Specifies the outgoing degree for the routing graph.
             See Documentation/Routing.txt

 Hardware testing

      -test-network-only

Tests the network and returns.

      -write-network-test-raw-data

Writes one additional file per rank detailing the network test.

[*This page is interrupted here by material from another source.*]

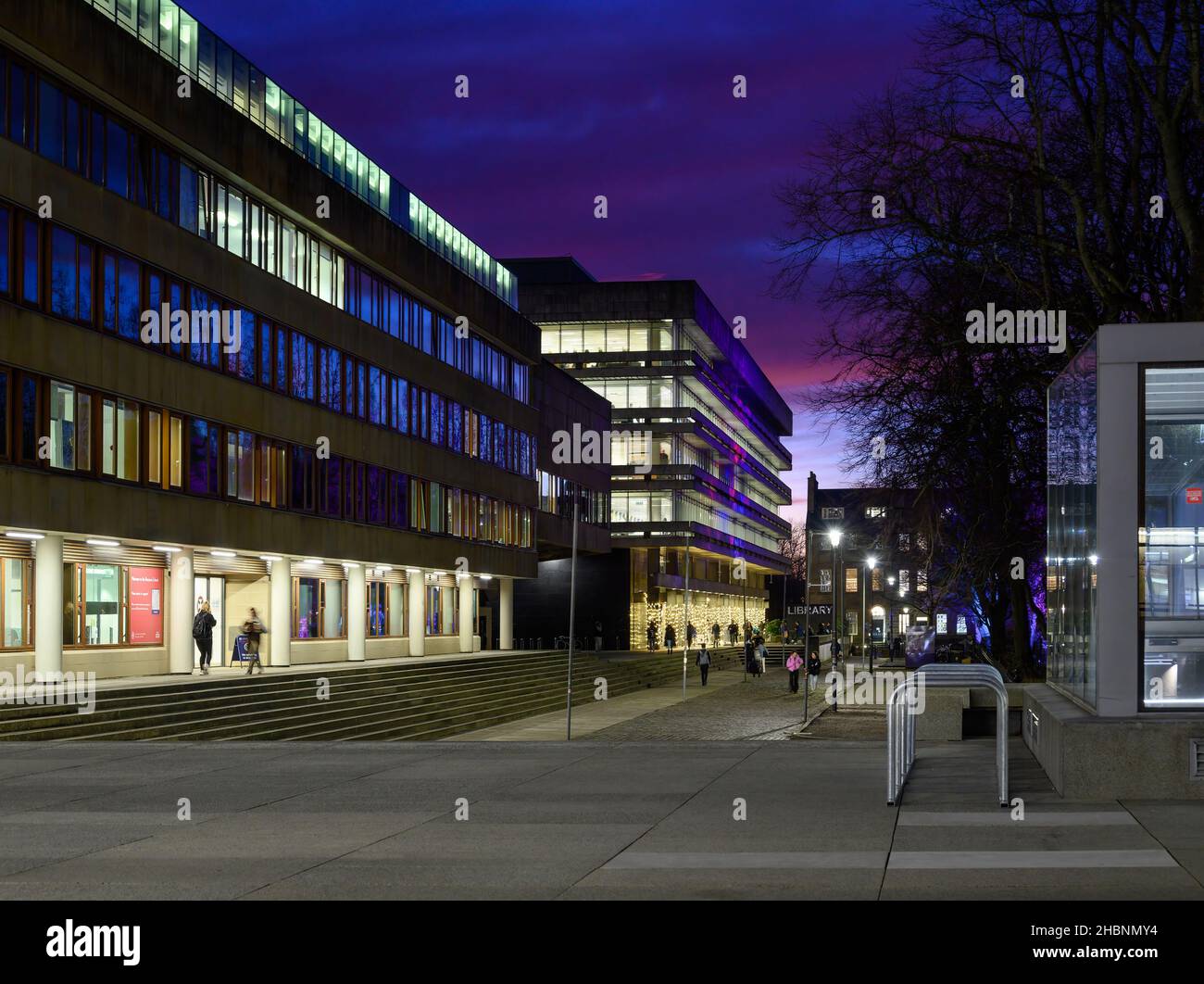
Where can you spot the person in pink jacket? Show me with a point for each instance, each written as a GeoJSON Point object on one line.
{"type": "Point", "coordinates": [794, 665]}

      -exchanges NumberOfExchanges

Sets the number of exchanges

      -disable-network-test

Skips the network test.

 Debugging

      -verify-message-integrity

Checks message data reliability for any non-empty message.
             add '-D CONFIG_SSE_4_2' in the Makefile to use hardware instruction (SSE 4.2)

      -run-profiler

Runs the profiler as the code runs. By default, only show granularity warnings.
             Running the profiler increases running times.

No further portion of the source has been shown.